Mais le baiser est également aussi furtif qu'une plume emportée par le vent car, avant même que je ne m'en rende compte, la bouche de Katsuki s'éloigne, ne laissant que sur la mienne son empreinte de velours. Cependant le feu en moi se retrouve suffisamment alimenté pour ne pas se tranquilliser dans l'immédiat. La première chose que j'aperçois en ouvrant les yeux est le sourire du blond, ce rictus mêlant fierté et affection. Il sait ce qu'il vient de déclencher en moi : je peux le deviner à son air et aux rougeurs teintant son visage, indiquant qu'il est probablement en train d'expérimenter la même chose. De mon côté, j'ignore quel genre d'expression j'arbore actuellement mais je me doute, grâce à un petit gloussement de la part de l'autre garçon, qu'elle doit être particulièrement comique. J'ai terriblement envie de l'attirer de nouveau à moi, de sceller nos lèvres une fois encore. J'ai envie de laisser mes hormones d'adolescent amoureux prendre le dessus, de laisser tomber cette résolution de prendre notre temps. Je veux être avec Katsuki. Pouvoir lui faire part quotidiennement de mes sentiments et réciproquement.

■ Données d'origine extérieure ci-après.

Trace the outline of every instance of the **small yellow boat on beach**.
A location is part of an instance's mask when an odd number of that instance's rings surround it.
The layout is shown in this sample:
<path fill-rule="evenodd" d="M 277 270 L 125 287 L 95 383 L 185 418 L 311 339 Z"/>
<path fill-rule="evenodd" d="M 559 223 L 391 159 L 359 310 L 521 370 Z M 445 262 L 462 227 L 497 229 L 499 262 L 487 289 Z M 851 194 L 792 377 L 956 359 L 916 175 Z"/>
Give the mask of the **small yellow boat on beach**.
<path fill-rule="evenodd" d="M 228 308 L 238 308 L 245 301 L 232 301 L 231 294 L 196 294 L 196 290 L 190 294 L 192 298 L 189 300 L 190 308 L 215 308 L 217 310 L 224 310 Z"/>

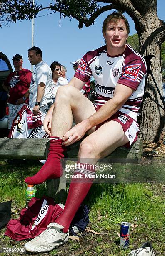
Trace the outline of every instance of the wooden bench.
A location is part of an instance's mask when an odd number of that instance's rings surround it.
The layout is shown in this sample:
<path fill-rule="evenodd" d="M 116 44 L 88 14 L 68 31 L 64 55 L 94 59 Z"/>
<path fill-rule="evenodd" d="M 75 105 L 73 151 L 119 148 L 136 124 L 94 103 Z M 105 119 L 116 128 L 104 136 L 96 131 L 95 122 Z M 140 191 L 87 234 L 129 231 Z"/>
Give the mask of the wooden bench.
<path fill-rule="evenodd" d="M 48 138 L 0 138 L 0 159 L 46 159 L 49 141 Z M 80 143 L 78 141 L 68 147 L 68 158 L 77 158 Z M 142 152 L 142 140 L 138 138 L 130 148 L 118 148 L 104 159 L 106 162 L 139 163 Z M 47 186 L 48 196 L 55 198 L 58 202 L 65 202 L 66 197 L 65 172 L 60 178 L 48 180 Z"/>

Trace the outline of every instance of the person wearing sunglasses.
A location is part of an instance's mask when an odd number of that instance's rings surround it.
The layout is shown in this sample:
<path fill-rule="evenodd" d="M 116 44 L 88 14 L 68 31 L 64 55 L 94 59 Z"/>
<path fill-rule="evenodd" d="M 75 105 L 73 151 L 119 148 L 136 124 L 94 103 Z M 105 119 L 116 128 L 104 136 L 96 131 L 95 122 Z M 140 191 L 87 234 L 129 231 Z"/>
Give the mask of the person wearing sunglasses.
<path fill-rule="evenodd" d="M 66 85 L 68 83 L 68 80 L 62 77 L 61 64 L 58 61 L 53 61 L 50 65 L 52 74 L 52 100 L 55 101 L 55 95 L 58 88 L 61 85 Z"/>
<path fill-rule="evenodd" d="M 38 115 L 42 111 L 46 114 L 52 104 L 52 73 L 50 67 L 42 60 L 41 50 L 33 46 L 28 50 L 28 57 L 35 65 L 30 87 L 29 106 Z"/>
<path fill-rule="evenodd" d="M 9 95 L 8 129 L 10 129 L 13 120 L 24 104 L 29 102 L 29 88 L 32 73 L 22 67 L 23 58 L 15 54 L 12 60 L 15 70 L 11 73 L 3 84 L 3 88 Z"/>

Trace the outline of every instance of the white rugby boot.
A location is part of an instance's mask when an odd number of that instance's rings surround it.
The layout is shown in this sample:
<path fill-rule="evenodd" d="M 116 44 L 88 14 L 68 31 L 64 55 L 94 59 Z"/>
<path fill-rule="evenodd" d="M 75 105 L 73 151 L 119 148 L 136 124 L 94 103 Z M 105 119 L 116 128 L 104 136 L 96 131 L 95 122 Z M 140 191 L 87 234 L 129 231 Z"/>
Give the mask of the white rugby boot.
<path fill-rule="evenodd" d="M 69 230 L 65 233 L 61 230 L 63 228 L 55 222 L 50 223 L 46 230 L 25 243 L 25 248 L 31 252 L 42 252 L 57 248 L 68 240 Z"/>
<path fill-rule="evenodd" d="M 133 250 L 128 253 L 130 256 L 155 256 L 150 242 L 145 242 L 138 249 Z"/>

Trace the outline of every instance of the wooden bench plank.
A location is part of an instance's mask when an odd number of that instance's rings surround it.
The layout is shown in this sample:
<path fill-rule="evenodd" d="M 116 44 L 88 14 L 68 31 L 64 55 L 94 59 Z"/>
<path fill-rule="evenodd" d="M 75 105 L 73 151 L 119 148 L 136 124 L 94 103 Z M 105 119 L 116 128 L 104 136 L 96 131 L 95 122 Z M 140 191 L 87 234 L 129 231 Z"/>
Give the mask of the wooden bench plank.
<path fill-rule="evenodd" d="M 0 158 L 46 159 L 48 138 L 0 138 Z"/>
<path fill-rule="evenodd" d="M 49 138 L 1 138 L 0 158 L 46 159 L 46 148 L 49 141 Z M 67 158 L 77 158 L 81 142 L 78 141 L 67 147 Z M 124 161 L 125 159 L 127 162 L 138 163 L 142 157 L 142 140 L 138 138 L 130 148 L 120 147 L 105 159 L 113 162 Z"/>

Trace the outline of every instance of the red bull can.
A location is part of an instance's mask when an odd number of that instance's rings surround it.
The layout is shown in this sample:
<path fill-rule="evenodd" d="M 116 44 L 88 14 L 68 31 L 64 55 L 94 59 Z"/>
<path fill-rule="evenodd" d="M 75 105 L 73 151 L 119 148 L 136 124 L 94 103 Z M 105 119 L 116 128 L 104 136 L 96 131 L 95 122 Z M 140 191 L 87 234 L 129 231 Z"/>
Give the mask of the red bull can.
<path fill-rule="evenodd" d="M 123 248 L 129 247 L 130 243 L 130 223 L 123 221 L 121 223 L 120 246 Z"/>

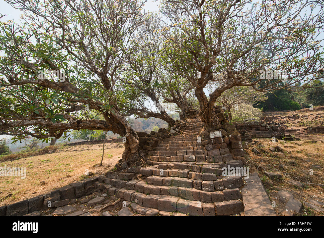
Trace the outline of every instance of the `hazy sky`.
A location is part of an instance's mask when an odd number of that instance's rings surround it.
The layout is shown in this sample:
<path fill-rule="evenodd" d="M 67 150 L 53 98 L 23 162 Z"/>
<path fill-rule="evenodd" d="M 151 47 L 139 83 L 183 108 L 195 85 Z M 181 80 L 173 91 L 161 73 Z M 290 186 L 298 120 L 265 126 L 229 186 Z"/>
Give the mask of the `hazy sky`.
<path fill-rule="evenodd" d="M 8 20 L 12 20 L 14 21 L 20 22 L 20 16 L 22 11 L 15 9 L 9 4 L 5 1 L 4 0 L 0 0 L 0 5 L 1 9 L 0 13 L 3 14 L 8 15 L 1 18 L 2 21 L 6 21 Z M 157 4 L 153 0 L 147 0 L 145 3 L 144 8 L 147 11 L 155 12 L 158 10 Z"/>

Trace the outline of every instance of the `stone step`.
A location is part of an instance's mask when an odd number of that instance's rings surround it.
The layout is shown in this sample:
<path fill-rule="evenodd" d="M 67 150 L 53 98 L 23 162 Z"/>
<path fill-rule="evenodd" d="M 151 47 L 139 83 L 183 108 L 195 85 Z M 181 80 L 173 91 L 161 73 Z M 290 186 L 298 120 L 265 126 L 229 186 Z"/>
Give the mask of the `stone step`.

Cela me vaut un effort surhumain de me contenir, de me dire que ce baiser est amplement suffisant pour le moment et que le reste viendra en temps voulu. La main se trouvant précédemment contre le buste de Katsuki revient à moi, mon pouce passant précautionneusement contre ces lèvres ayant accueillies, un petit instant auparavant, la chaleur du blond. Je me surprends à sourire à mon tour, un sourire large, rempli de bonheur. Un sourire reflétant tout ce que j'ai pu ressentir lors de cet échange intime n'ayant pourtant duré qu'un bref moment.
Reculant d'un pas, mon ami d'enfance enfonce de nouveau ses mains dans ses poches, puis il tourne les talons sans rien ajouter, si ce n'est un 'Allez, à demain le nerd !', me laissant seul devant chez moi tandis que j'œuvre au mieux pour apaiser un minimum l'incendie de mon cœur avant d'oser paraître devant qui que ce soit.